Smith Robertson, L.L.P. v. Hamlin, CA NO. 03-18-00754-CV (Austin COA July 11, 2019) stands for the proposition that failure to understand the TCPA can create a serious, self-inflicted wound.
An Arizona judgment was entered against one of the plaintiffs in 1999 for failure to pay dues on a gym membership (in the amount of $1272.08). Because the plaintiff moved to Texas a law firm was hired to domesticate/record the judgment in 2014. In 2016, the plaintiffs went to sell their home, discovered the judgment and sent a letter demanding a release of the lien.
The lien was subsequently voluntarily released in March 2017.
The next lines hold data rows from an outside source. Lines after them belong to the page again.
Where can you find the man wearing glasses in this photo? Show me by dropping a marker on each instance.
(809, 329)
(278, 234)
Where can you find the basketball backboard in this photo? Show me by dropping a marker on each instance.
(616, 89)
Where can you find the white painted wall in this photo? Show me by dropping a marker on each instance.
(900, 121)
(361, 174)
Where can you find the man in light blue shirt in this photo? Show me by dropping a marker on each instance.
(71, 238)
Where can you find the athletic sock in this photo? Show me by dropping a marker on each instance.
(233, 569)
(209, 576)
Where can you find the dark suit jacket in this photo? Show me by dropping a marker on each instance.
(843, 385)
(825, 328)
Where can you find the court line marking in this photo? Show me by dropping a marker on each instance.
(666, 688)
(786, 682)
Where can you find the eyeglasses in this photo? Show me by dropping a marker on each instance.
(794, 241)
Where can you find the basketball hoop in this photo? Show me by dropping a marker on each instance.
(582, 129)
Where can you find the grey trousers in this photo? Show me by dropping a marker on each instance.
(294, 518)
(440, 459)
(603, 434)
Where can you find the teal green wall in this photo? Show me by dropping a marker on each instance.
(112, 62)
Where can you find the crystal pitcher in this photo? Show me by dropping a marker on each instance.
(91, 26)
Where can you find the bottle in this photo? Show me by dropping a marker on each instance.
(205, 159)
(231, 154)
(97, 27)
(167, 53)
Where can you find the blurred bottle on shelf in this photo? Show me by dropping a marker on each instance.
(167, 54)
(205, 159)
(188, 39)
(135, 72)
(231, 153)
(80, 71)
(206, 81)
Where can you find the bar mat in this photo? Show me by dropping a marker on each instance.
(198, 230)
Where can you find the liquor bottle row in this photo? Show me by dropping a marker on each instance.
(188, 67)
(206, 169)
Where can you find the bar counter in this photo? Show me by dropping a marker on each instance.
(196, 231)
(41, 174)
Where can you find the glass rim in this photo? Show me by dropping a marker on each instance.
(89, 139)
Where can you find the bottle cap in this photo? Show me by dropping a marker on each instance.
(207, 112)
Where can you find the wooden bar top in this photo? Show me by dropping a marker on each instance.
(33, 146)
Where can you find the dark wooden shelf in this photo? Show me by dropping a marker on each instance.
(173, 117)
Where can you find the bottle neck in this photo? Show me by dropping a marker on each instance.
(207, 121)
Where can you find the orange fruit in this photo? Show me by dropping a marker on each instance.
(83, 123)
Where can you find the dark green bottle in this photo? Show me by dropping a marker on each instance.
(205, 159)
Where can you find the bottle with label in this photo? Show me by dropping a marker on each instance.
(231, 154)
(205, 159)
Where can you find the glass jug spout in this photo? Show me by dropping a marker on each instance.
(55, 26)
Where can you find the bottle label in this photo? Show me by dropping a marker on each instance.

In May 2018, plaintiffs went on the offensive filing CPRC 12 and DTPA claims seeking over $80,000 in damages and attorneys’ fees against the law firm for fraudulent domestication of the judgment.
Predictably, the law firm filed a Texas Anti-Slapp based on Right to Petition (i.e. the Arizona proceeding that created the judgment and the Texas proceeding for domestication). The MTD was denied by operation of law (failure to rule).
The Austin COA determined the TCPA applied under RTP (Step 1), assumed plaintiffs met their burden on all elements (Step 2) and immediately jumped to attorney immunity as a valid defense to the claims (Step 3) See Cantey Hanger, LLP v. Byrd, 467 S.W. 3d 477 (Tex. 2015). Because plaintiffs could not overcome the attorney immunity afforded against non-clients the Austin COA reversed the denial of the Texas Anti-Slapp.
But even worse, the Austin COA also remanded for a determination of fees/sanctions.
Given an undoubtedly very unhappy law firm took this up to the Austin COA, this might be the most expensive gym membership in the history of the world.